掌心里有几道深深的月牙形印痕,是指甲掐出来的。有几道印痕太深了,表皮被掐破了,渗出细细的血丝,在灯光下闪着暗红色的光。
他看着那些印痕,看了几秒。
然后他的膝盖弯了。
他顺着书架慢慢地滑下去,像一座正在倒塌的墙,不是轰然倒下,而是缓慢地、一寸一寸地、像被什么东西从下面抽走了支撑一样地滑下去。他坐在地上,后背靠着书架,腿伸在面前,皮鞋的鞋尖对着办公桌的方向。
他把脸埋进手掌里。
掌心的伤口被额头的皮肤压住,微微的刺痛从伤口传来,像一根细针在皮肤上轻轻地刺着。他没有缩手,就那么把脸埋在手掌里,额头抵着掌心,感受着那种微弱的、持续的、像心跳一样的刺痛。
心跳很快。
快到他觉得自己的胸腔在震动。
不是恐惧的心跳,不是紧张的心跳,而是一种他无法归类的、陌生的、像是什么东西在胸腔里破土而出的心跳。

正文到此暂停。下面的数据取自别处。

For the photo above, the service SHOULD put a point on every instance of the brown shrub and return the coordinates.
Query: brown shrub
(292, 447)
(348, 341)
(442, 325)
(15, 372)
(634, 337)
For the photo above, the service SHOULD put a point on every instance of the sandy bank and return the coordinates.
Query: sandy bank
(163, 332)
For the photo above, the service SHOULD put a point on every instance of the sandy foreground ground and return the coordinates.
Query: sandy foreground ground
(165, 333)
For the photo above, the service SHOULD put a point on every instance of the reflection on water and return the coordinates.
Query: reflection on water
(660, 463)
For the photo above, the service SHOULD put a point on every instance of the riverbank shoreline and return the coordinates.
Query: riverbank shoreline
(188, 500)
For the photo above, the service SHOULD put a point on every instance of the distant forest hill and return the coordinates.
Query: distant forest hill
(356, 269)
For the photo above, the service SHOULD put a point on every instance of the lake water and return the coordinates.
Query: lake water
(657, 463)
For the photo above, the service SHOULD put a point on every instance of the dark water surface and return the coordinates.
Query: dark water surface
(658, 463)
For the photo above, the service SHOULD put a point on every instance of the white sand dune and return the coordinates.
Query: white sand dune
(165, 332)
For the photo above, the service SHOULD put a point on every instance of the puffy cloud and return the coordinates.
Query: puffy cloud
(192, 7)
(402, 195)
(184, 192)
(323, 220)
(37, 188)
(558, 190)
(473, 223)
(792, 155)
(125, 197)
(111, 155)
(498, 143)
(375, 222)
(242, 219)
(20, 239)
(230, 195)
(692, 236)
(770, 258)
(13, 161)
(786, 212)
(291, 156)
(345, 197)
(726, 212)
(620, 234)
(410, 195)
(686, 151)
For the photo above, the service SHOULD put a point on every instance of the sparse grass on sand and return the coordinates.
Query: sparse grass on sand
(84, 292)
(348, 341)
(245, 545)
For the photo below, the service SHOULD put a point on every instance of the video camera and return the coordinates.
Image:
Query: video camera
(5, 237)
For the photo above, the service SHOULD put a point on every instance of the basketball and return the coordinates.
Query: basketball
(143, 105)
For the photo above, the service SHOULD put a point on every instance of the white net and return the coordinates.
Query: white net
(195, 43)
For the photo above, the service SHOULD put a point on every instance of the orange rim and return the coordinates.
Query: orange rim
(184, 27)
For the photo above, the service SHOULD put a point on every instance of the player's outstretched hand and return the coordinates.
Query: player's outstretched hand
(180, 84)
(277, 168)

他想起顾霆钧说的那句话——“因为你嘴上说不,心里不是。”
他想反驳。
他想说“我心里也不是”。
但他的嘴唇只是动了动,没有发出任何声音。
因为他知道,如果他说出那句话,他就是在撒谎。
而沈静澜最不擅长的,就是撒谎。
他坐在地上,靠着书架,把脸埋在掌心里,听着自己的心跳。
窗外,黄浦江上又有一艘船拉响了汽笛,低沉的声音在夜空中回荡,像一头巨兽在呼唤远方的同伴。
他不知道自己在地上坐了多久。
可能是几分钟,可能是半个小时。他只知道自己站起来的时候,腿有点麻,膝盖有点僵,手掌心里那几个被掐破的伤口已经不再流血了,结了一层薄薄的、暗红色的痂。
他走回办公桌前,坐下来,拿起笔。
文件还在那里,那个墨点还在那里。他看了那个墨点几秒,然后翻到下一页,继续工作。
但他的笔迹变了。
不是变乱了,而是变重了。每一个笔画都比他平时写得更用力,笔尖在纸上留下更深的沟痕,像一个人在雪地里走路,每一步都踩得很深,像是在确认脚下的路是真实的。